L’article 22 paragraphe 1 de l’Accord d’association, qui stipule que : « les deux parties s’abstiennent de toute mesure ou pratique de nature fiscale interne établissant directement ou indirectement une discrimination entre les produits de l’une des parties et les produits similaires originaires de l’autre partie ».
L’article 19 de l’Accord agricole, qui stipule dans son premier alinéa que : « Aucune nouvelle restriction quantitative à l’importation, ni mesure d’effet équivalent origine n’est introduite dans les échanges entre la Communauté et le Maroc ».
Les Communications conjointes de la Commission européenne et de la Haute représentante de l’Union pour les affaires étrangères et la politique de sécurité du 8 mars et du 25 mai 2011 sur « Un partenariat pour la démocratie et une prospérité partagée avec le Sud de la Méditerranée » et sur « Une stratégie nouvelle à l’égard d’un voisinage en mutation » appelant à l’assouplissement des conditions d’accès au marché européen pour les produits originaires des pays du voisinage.
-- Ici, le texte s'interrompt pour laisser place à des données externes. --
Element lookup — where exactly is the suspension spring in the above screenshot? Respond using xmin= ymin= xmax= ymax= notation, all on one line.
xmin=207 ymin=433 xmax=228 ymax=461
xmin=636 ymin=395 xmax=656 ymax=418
Démarches entreprises par le Maroc
Afin de s’informer davantage sur cette réforme européenne, la partie marocaine a avancé la date de la tenue du Sous-comité « Agriculture et Pêche », qui s’est réuni le 27 février 2014. Cette rencontre a permis à la partie marocaine d’insister sur l’impact d’une telle réforme, notamment sur les exportations des fruits et légumes marocains vers le marché européen (la tomate, en particulier). La partie européenne s’est contentée de prendre note des préoccupations marocaines sans pour autant explorer de solutions pour le Maroc à ce sujet.
De même, plusieurs délégations représentant le secteur privé et le Département de l’Agriculture, se sont rendues pour s’enquérir de la portée de cette réforme et de son impact pour le Maroc.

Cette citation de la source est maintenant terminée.